Schools must link up with youth services to improve student wellbeing, MPs said

Secondary schools are “missing an opportunity” to partner with local youth services to provide after-school activities and improve pupil wellbeing, MPs have been told.

Youth and volunteer facilities should be used to provide clubs and activities without increasing teachers’ workloads, Moussin Ismail, director of Newham Collegiate Sixth Form Center in London, told the education select committee.

AT a trial session look children’s mental health and welfare, Speaker Robert Halfon asked attendees about government and think tank suggestions that extending the school day could help children recover from the pandemic.

“Some statistics suggest that if you have more enrichment activities it not only improves wellbeing but also education,” said Halfon, Conservative MP for Harlow.

Ismail added that “most school leaders would like to do this, but the eternal issue will always be funding and who is going to pay for it”.

“I remember a time when I was in school where there were lots of clubs in the local community who could send volunteers to run sessions.

“I think there is a missed opportunity in secondary schools to use youth centers and volunteers.
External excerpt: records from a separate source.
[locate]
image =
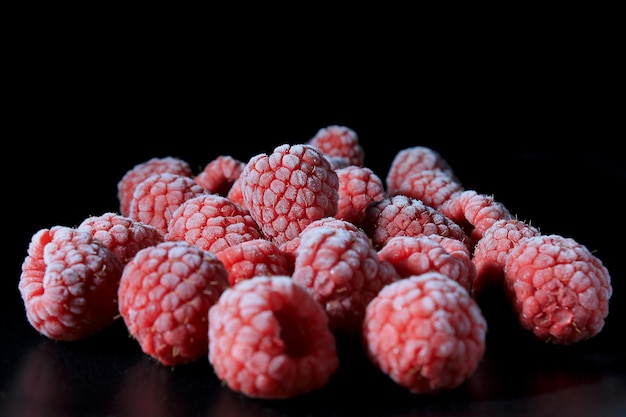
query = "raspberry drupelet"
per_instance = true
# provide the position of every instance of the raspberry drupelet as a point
(165, 293)
(212, 222)
(157, 197)
(343, 272)
(401, 215)
(138, 173)
(69, 283)
(558, 288)
(123, 235)
(288, 189)
(425, 332)
(411, 161)
(269, 339)
(340, 145)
Using some sports facilities and sports coaching provided by youth centers on extended days would take away some of the burden that schools face in terms of workload and finances,” he said. added.

Catherine Roche, chief executive of children’s mental health charity Place2Be, said it was “tremendously important” to increase access to after-school activities for all pupils.
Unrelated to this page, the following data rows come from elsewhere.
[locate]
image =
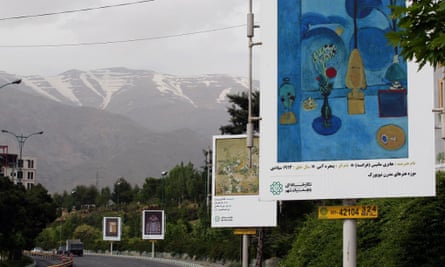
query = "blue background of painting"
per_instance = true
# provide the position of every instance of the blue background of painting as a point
(303, 27)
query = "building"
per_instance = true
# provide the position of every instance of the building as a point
(9, 168)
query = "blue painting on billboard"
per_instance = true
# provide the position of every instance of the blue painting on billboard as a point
(342, 88)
“The challenge is how to make it work financially for school staff. I think it’s probably down to what’s available within the local community,” she added.
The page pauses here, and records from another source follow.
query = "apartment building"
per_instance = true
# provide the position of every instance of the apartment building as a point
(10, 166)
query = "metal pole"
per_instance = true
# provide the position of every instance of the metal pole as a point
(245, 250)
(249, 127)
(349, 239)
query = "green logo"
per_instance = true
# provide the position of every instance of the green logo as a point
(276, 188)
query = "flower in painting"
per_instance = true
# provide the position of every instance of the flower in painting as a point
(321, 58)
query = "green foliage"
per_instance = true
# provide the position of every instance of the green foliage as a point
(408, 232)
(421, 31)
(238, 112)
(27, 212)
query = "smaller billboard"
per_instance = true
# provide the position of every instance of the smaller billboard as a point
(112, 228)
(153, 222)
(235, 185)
Echoing the points made by Ismail and Roche, Lord Richard Layard, an economist who was also commissioner of the Legatum Institute’s Welfare and Policy Commission, told the committee that the combination of staff expertise school and youth services is “where the power is”. in terms of improving student well-being.

“I like the idea of ​​having volunteers who come to offer activities. If you can bring people in, I don’t want to add to the burden on teachers, so if you can combine the two, that’s where the power is,” he said.

The evidence session took place during Children’s Mental Health Week 2022, which runs from February 7-11.